NanoReviv veut mettre fin à la résistance bactérienne aux antibiotiques

Responsable de 1,2 million de décès chaque année, la résistance des bactéries aux antibiotiques ne fait que s’accentuer. À Lille, la technologie NanoReviv veut s’attaquer aux infections par staphylocoques et entend rendre leur traitement plus simple et efficace.

À Lille, NanoReviv veut s’attaquer aux infections par staphylocoques et entend mettre fin à la résistance bactérienne aux antibiotiques.
À Lille, NanoReviv veut s’attaquer aux infections par staphylocoques et entend mettre fin à la résistance bactérienne aux antibiotiques. (Crédit : Illustration – DC Studio / Freepik)

« Un fléau mondial. » C’est de cette manière que le Docteur Amokrane Reghal, médecin microbiologiste, désigne la résistance bactérienne aux antibiotiques. Un problème d’envergure responsable de 1,2 million de décès chaque année, qui ne fait que s’aggraver : l’Organisation mondiale de la santé estime à 10 millions le nombre de victimes en 2050 si aucune solution n’est apportée. « La résistance aux antimicrobiens progresse plus rapidement que les avancées de la médecine moderne, menaçant la santé des familles à travers le monde », alerte son directeur général, Tedros Adhanom Ghebreyesus

C’est justement pour éviter que ces tristes projections ne deviennent réalité qu’Amokrane Reghal a créé NanoReviv. Incubée à l’agence de développement santé des Hauts-de-France Eurasanté depuis 2023, sa technologie “Staph-Ex” s’attaque aux infections osseuses par staphylocoques nécessitant un acte chirurgical préalable. Elles peuvent notamment survenir à la suite d’une fracture ou d’un ulcère du pied diabétique.
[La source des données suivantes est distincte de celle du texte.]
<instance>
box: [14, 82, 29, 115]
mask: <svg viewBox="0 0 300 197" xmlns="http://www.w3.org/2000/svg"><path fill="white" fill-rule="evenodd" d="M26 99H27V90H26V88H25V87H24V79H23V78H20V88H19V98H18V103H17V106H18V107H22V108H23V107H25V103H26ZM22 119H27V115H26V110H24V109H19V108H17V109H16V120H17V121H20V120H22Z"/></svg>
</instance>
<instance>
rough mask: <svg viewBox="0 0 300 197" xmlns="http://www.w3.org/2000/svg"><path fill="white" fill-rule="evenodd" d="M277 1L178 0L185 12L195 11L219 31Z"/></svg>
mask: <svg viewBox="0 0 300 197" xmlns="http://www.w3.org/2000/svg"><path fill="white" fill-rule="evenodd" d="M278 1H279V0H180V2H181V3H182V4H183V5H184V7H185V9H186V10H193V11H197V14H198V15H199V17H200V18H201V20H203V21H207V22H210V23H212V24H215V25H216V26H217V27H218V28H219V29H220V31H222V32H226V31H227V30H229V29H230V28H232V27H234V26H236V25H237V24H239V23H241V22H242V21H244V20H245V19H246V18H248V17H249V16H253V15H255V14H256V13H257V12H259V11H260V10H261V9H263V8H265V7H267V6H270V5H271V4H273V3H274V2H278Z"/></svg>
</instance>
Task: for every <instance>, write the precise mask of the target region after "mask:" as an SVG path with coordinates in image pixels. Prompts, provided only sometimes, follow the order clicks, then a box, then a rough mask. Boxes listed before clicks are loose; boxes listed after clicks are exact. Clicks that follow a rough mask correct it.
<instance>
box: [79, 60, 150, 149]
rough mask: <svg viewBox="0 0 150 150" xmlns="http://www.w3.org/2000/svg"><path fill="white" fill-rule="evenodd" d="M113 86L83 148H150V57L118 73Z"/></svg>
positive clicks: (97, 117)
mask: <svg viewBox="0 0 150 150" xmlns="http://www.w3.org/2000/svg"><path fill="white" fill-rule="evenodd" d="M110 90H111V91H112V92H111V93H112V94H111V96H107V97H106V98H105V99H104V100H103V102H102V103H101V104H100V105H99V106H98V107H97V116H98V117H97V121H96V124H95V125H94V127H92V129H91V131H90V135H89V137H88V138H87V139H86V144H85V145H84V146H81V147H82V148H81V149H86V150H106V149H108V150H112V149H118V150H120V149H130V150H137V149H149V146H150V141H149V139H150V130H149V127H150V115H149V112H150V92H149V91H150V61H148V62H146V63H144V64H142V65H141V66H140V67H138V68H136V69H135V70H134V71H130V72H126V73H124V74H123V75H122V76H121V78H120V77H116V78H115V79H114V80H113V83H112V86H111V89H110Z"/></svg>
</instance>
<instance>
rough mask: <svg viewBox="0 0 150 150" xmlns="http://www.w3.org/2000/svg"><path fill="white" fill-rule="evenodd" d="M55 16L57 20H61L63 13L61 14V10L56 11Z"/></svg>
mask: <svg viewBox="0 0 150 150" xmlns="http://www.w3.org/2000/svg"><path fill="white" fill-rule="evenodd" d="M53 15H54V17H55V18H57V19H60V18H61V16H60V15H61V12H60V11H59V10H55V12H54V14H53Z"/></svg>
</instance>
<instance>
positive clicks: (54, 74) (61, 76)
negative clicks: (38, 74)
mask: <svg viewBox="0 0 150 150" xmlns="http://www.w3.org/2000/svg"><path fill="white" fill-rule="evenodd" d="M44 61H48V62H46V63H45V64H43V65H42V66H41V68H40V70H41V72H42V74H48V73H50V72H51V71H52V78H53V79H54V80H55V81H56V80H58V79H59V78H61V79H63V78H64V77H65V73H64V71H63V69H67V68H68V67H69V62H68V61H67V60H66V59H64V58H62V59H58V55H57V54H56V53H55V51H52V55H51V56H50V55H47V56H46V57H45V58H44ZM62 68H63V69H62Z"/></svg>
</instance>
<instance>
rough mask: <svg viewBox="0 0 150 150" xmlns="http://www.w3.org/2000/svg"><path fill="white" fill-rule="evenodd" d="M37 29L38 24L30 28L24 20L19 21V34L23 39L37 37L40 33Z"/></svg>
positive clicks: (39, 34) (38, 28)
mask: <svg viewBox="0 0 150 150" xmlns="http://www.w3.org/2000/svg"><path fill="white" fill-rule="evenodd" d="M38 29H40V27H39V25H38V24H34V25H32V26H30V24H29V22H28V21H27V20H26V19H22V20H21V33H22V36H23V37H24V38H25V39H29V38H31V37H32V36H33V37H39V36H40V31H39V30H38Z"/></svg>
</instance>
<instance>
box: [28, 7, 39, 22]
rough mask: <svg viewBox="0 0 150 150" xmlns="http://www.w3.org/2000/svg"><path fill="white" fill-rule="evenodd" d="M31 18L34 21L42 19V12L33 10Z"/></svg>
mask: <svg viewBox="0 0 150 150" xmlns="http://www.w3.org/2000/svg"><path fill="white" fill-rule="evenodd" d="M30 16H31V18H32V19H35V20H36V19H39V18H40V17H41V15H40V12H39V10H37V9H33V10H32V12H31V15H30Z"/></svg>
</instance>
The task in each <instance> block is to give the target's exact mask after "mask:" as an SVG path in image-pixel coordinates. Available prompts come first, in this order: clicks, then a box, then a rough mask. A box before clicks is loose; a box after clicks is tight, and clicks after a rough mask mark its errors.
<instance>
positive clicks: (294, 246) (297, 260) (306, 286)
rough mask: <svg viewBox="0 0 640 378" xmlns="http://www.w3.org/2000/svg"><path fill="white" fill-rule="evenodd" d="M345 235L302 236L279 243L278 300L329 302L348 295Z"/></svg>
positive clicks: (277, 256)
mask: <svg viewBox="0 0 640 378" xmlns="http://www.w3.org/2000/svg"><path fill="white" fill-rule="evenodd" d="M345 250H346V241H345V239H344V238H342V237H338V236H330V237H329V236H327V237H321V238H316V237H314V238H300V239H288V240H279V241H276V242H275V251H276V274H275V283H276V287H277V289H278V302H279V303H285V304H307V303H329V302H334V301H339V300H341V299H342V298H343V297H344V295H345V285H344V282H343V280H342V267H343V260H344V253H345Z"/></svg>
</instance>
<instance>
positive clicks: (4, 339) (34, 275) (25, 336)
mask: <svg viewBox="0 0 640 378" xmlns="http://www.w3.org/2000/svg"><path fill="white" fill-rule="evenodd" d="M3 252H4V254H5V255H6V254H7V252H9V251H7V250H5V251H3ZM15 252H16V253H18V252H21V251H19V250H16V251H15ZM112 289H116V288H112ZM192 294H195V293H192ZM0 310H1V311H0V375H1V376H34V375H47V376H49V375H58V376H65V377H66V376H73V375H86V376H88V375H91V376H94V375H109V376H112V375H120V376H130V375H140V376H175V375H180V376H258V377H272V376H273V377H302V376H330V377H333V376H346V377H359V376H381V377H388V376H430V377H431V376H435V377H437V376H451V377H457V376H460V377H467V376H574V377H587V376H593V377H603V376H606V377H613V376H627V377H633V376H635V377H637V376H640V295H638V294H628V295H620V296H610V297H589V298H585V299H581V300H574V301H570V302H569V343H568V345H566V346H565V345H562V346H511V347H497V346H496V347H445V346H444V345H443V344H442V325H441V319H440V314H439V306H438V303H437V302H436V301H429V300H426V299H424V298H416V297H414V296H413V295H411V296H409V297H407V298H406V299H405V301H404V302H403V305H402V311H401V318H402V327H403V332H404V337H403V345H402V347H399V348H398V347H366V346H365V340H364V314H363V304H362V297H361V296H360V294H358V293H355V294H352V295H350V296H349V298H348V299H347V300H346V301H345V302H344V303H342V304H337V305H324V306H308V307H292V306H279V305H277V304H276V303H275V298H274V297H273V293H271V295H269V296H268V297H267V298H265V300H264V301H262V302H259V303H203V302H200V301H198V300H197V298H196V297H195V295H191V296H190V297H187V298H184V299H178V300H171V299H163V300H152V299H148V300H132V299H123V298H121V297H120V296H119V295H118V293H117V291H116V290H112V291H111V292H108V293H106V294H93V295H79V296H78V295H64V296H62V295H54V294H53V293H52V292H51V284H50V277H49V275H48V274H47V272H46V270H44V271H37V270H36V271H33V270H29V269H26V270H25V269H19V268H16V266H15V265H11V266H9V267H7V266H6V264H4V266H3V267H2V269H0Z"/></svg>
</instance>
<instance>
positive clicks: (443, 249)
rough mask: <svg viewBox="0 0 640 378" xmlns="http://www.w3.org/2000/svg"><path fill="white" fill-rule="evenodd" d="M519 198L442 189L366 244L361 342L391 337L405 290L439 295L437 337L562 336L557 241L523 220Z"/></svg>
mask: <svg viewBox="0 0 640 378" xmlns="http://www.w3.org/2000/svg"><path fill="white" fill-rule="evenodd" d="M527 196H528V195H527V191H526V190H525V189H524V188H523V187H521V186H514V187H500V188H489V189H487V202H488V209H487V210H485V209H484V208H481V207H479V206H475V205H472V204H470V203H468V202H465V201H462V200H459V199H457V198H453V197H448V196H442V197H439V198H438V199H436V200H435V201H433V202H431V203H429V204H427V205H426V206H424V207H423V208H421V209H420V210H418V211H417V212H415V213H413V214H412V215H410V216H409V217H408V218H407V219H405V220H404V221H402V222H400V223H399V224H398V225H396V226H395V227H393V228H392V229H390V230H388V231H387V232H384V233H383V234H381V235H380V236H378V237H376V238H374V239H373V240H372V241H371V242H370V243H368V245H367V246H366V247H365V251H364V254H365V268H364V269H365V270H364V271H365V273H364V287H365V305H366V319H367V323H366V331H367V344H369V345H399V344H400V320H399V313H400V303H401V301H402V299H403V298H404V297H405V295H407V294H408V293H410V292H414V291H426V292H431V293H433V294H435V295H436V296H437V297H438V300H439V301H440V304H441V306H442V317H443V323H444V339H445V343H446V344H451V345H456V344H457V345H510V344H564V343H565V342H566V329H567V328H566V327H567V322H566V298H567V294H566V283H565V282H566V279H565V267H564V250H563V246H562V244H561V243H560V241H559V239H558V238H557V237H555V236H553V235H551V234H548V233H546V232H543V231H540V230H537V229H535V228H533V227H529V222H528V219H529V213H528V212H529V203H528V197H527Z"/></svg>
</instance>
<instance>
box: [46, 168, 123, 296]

Une injection pour quinze jours de traitement

« À la fin de l’opération, le chirurgien administrera l’antibiotique sous forme de gel au niveau du site opéré », explique le médecin lillois. Cette unique injection devrait remplacer une quinzaine de traitements quotidiens par voie intraveineuse. Permettant ainsi au patient de quitter l’hôpital plus tôt, et d’éviter par la même occasion d’être contaminé par des infections nosocomiales, contractées lors d’un séjour dans un établissement de santé. Grâce à sa technologie de nanoencapsulation lipidique – qui permet d’emprisonner l’antibiotique dans du lipide – Staph-Ex est aussi biodégradable et biocompatible.

Labellisé et financé par Bpifrance, NanoReviv a aussi bénéficié de subventions dans le cadre du plan d’investissement France 2030 pour un total avoisinant les deux millions d’euros. Le produit devrait entrer sur le marché d’ici à 2033.